There are many ways to do this and after researching various cross-compilation options and a place to store built binaries I settled on Goxc for compilation and Bintray to store the final binaries and packages.

Here’s how to quickly setup your Golang project to build and easily deploy binaries.

1. Setting up Bintray

Bintray allows developers to store, publish, download, promote, and distribute software with advanced features that fully automate the software distribution process.

  1. If you don’t have an account already you can sign up for free here.
  2. Once you have signed in or created an account you will want to create a generic repository that categories your project. For example if the project it orientated towards Docker you could call your repository “docker”.
  3. Click into your newly created or existing repository and create a new package.  This should ideally be the project name of where you’ll be publishing your binaries too.
  4. Now that you have a repository and package for your project, you’ll want to copy your API Key for the steps below.  This can be done by editing your profile and selecting the vertical tab called “API Key” as shown below.Screen Shot 2015-11-28 at 11.09.41 PM

Exporting the API Key:

The steps below will require the API Key to successfully authenticate with Bintray upon a release of new artifacts.  Copy the API Key from your bintray into your clipboard.

So the the API Key is available in the step below run the following in your current terminal:

  1. Execute: export BINTRAY_APIKEY="MYAPI_KEY" >> ~/.bash_profile
  2. Execute: source ~/.bash_profile

2. Setting up Goxc

Installing Goxc is quite easy.  This guide assumes you already have a Go environment setup.  The following will add the Goxc executable to your $GOPATH.

go get github.com/laher/goxc

Next we want to install the toolchains for all platforms. This adds support to compile against different operating systems with Goxc. This can take a few minutes to complete.

goxc -t

3. Creating the .goxc.json build file

The .goxc.json file sets up metadata for tasks within Goxc. The example below is a simplified artifact that can be tailored to quickly deploy cross platform binaries to bintray.

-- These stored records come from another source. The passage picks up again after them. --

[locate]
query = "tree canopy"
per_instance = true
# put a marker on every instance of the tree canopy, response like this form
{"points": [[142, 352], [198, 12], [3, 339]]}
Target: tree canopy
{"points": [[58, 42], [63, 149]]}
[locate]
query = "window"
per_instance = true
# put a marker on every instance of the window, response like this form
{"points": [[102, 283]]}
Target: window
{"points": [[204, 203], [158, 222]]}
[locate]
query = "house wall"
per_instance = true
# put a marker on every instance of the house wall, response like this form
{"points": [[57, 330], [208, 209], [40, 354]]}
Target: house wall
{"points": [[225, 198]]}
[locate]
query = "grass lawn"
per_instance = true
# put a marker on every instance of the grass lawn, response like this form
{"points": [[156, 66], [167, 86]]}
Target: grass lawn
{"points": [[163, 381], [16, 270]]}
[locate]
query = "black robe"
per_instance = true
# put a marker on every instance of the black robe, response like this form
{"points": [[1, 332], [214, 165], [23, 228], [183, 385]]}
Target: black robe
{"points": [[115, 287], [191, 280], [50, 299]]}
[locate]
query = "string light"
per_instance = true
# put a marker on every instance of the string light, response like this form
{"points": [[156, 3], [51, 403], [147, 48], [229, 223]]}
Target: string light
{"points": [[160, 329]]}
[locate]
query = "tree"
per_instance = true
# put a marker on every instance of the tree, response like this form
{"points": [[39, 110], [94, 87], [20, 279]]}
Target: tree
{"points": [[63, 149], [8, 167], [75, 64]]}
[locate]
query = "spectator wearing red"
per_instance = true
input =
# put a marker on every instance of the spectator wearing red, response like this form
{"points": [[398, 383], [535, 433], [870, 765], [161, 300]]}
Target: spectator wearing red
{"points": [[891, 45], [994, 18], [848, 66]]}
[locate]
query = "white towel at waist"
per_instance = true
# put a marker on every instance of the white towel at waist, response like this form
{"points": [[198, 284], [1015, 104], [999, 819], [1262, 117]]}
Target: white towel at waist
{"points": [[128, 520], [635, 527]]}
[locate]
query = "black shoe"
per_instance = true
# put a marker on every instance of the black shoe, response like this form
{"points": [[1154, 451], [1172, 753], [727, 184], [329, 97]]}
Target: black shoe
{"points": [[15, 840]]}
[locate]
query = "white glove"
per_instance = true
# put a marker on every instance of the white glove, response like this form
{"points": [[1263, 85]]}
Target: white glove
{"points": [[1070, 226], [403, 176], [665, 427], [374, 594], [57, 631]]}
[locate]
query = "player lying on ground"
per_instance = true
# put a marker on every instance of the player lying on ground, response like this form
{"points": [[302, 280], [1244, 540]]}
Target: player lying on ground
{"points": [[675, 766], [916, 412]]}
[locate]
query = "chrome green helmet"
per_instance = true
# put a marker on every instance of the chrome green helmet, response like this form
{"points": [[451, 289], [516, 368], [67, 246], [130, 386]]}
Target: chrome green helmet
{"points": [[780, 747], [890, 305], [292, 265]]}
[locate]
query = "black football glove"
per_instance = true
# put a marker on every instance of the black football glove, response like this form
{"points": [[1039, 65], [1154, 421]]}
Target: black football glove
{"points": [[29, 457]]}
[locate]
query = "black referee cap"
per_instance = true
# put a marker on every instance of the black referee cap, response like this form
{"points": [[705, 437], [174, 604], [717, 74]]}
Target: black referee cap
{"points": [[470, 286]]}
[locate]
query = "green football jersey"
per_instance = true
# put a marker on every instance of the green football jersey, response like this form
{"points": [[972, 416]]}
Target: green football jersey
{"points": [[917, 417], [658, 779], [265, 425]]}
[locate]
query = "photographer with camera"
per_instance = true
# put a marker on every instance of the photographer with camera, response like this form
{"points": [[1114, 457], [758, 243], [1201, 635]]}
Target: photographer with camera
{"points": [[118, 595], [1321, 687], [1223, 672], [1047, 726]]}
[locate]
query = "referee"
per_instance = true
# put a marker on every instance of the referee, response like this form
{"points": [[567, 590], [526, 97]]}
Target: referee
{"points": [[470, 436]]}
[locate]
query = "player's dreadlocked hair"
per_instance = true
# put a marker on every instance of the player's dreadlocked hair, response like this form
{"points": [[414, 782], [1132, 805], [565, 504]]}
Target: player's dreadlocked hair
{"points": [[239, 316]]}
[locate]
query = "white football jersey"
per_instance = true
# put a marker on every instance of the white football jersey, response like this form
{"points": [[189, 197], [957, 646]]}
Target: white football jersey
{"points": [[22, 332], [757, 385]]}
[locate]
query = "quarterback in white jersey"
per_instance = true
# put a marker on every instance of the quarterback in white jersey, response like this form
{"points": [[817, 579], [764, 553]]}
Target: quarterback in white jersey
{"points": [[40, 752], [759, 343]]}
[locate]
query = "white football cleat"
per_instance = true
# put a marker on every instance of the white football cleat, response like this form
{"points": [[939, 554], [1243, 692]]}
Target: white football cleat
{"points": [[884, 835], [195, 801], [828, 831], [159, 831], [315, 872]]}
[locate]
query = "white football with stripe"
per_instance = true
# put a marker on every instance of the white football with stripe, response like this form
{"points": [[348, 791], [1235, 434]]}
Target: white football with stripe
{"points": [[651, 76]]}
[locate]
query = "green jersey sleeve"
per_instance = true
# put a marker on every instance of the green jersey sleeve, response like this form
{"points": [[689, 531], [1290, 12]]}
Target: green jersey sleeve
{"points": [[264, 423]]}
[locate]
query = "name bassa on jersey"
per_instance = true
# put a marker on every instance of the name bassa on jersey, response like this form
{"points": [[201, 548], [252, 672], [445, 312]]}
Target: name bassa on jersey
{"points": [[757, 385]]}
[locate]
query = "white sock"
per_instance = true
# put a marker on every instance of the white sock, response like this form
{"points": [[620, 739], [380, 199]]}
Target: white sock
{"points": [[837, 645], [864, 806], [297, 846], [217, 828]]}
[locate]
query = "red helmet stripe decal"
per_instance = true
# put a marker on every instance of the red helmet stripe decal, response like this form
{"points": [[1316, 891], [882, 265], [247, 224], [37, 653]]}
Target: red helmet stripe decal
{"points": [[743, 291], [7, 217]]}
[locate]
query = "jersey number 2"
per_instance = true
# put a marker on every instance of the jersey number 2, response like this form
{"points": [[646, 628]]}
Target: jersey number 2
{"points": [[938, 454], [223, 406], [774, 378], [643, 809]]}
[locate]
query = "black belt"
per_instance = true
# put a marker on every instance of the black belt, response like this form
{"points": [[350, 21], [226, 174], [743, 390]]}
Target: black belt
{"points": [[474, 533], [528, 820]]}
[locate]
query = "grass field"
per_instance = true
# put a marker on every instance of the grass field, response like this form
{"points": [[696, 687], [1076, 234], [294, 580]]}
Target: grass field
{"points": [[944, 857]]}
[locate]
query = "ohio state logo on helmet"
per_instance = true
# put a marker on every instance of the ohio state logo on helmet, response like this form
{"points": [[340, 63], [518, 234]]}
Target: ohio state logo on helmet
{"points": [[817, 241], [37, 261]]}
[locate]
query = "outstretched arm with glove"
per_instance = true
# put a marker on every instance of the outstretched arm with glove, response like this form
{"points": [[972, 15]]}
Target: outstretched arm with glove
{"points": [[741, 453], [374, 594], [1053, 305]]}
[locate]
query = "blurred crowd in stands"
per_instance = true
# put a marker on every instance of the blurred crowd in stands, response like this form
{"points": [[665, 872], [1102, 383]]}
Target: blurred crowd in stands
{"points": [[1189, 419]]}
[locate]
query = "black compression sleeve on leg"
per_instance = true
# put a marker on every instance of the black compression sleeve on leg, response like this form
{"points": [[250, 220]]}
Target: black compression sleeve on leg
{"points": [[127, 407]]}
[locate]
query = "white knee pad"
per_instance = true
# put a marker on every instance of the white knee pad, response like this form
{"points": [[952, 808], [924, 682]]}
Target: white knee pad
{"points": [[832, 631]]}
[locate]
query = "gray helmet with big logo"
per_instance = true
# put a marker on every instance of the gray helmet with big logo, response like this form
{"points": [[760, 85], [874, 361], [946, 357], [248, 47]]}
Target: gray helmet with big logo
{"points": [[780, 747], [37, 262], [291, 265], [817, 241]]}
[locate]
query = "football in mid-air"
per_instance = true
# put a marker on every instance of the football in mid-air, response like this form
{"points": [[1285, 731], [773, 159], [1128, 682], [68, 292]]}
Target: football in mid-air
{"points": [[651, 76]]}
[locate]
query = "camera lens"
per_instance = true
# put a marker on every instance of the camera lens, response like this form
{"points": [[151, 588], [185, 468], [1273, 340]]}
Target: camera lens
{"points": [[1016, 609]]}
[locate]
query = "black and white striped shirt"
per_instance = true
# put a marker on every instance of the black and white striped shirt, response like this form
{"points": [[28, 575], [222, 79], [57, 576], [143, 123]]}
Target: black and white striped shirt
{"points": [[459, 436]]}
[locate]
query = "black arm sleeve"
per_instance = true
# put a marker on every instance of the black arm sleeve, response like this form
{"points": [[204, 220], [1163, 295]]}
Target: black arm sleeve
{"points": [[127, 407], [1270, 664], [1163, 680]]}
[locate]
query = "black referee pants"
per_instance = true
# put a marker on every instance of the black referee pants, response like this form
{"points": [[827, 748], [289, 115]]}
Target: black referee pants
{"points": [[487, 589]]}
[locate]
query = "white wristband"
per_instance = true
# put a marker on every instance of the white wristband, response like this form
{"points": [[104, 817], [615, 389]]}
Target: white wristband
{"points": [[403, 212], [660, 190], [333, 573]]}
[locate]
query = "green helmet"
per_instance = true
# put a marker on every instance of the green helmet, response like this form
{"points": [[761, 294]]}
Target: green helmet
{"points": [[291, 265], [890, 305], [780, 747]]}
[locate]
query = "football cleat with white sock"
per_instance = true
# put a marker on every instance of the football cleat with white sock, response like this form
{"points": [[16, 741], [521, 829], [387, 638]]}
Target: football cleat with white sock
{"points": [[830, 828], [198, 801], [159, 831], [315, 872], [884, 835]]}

For more advanced examples refer to the .goxc.json file within docker-volume-netshare which also adds sysinit scripts for debian based packages.

 "ArtifactsDest": "build",
 "ConfigVersion": "0.9",
 "PackageVersion": "0.1",
 "TaskSettings": {
  "bintray": {
   "user": "bintray-username",
   "package": "my-project",
   "repository": "my-repo"

Explanation of the example above:

  • PackageVersion: the version of the binary to be released
  • bintray -> user: your bintray username
  • bintray -> package: the bintray package name create above to deploy the artifacts under
  • bintray -> repository: the bintray repository name

4. Creating a Makefile

The Makefile will be used to release your binaries.  I personally add extra targets to automatically build and format the Go source code and an additional call to release the binaries to bintray.

GO_FMT = gofmt -s -w -l .
GO_XC = goxc -os="linux freebsd openbsd netbsd"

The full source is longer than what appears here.